Morgan Stanley Chief U.S. Equity Strategist Mike Wilson said Tuesday on “Closing Bell” that he was still optimistic about the market long-term but that weakness in the weeks ahead was on the table after such a strong rally.
“I remain very constructive over the next 12 months,” Mike Wilson said. “I think we’re a little bit overcooked … It’s impossible to try to time these types of corrections,” Wilson said. “It would not surprise me if we got a 10% correction, but it wouldn’t be surprising if we didn’t, either. We’re in a bull market.”
In Washington, Congressional leaders appear to be far apart in negotiations for another relief package, but the Trump Administration announced on Tuesday evening that the Centers for Disease Control and Prevention would invoke its authority to halt evictions through the end of the year.

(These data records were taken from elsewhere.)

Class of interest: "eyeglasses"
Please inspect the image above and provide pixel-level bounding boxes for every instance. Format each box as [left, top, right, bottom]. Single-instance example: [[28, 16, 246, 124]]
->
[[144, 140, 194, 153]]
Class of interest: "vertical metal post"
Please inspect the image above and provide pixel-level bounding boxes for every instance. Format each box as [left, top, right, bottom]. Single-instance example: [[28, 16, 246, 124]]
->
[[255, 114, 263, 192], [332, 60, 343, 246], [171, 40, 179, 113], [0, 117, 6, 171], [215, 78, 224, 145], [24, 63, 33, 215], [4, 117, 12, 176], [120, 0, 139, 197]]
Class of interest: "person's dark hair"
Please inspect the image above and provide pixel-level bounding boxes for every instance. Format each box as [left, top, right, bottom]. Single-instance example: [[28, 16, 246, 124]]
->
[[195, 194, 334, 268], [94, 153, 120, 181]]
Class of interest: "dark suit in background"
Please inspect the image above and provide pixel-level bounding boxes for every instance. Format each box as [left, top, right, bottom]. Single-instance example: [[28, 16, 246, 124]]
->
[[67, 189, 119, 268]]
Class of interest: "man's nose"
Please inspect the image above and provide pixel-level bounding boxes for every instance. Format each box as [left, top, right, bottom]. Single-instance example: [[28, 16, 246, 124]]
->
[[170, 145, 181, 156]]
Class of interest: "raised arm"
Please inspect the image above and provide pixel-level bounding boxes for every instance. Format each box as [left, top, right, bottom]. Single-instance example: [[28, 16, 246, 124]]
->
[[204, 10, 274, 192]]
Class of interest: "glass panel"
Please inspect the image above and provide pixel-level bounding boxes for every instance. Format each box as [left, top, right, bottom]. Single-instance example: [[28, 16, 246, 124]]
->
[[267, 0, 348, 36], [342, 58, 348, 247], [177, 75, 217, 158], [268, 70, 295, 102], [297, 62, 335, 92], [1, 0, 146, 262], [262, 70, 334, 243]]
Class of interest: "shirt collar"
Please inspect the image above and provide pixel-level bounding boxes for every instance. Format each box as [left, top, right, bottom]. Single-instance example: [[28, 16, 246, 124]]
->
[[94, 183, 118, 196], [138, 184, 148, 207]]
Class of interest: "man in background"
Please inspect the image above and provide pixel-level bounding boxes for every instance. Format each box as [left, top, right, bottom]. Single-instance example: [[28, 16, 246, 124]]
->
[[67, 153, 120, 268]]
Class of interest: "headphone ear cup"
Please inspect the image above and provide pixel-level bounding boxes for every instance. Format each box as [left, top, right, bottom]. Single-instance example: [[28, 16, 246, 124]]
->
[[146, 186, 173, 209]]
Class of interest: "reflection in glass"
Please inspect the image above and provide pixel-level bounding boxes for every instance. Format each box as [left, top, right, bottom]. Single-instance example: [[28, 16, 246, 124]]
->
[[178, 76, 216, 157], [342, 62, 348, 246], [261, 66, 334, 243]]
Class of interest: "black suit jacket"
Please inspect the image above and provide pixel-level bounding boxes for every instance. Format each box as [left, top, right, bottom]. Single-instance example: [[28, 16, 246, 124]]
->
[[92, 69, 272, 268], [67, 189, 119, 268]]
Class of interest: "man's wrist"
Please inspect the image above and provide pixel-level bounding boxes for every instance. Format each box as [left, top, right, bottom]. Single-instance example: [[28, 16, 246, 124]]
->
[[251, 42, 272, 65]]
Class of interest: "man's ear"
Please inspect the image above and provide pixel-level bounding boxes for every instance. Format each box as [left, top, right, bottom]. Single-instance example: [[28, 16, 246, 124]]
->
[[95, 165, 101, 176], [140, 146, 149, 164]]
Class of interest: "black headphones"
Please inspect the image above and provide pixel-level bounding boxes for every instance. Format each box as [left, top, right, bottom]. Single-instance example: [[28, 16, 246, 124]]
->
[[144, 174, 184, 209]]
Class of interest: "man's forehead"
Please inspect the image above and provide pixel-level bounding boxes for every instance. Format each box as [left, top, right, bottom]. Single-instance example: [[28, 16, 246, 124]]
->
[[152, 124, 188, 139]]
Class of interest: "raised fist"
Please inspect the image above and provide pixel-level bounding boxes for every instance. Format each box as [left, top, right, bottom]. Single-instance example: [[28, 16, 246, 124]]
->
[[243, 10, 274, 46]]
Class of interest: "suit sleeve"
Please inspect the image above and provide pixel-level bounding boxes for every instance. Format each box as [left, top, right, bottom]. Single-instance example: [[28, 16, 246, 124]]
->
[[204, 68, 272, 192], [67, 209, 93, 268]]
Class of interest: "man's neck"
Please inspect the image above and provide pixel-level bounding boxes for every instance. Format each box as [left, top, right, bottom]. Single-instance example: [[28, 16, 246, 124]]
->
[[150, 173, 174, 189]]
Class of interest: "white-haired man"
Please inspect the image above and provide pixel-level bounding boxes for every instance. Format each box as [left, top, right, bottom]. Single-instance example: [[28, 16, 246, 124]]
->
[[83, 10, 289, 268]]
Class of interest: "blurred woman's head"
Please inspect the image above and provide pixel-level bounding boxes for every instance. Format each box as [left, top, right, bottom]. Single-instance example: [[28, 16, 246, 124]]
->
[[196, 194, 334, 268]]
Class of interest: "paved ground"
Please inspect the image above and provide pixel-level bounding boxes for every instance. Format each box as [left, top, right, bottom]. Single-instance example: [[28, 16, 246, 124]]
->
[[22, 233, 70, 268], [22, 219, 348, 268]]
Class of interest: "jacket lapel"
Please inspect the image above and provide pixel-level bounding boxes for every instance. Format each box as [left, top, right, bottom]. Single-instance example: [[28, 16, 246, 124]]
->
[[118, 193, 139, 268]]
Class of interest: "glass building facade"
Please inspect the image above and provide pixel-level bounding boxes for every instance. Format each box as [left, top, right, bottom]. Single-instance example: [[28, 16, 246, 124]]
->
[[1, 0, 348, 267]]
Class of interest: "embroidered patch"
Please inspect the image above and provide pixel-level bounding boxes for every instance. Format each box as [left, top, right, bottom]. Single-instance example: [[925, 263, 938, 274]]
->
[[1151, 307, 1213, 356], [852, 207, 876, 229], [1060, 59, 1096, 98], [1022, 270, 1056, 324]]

The moves Wednesday also followed conflicting news in the fight against the coronavirus, with Swiss pharmaceutical firm Roche announcing that it would launch a new rapid antigen test in Europe by the end of the month. The company said it would apply for an emergency use authorization from the U.S. Food and Drug Administration.
However, an expert panel convened by the U.S. National Institute of Health said that a plasma treatment touted by President Trump and FDA head Stephen Hahn does not appear to be effective against Covid-19 based on current research.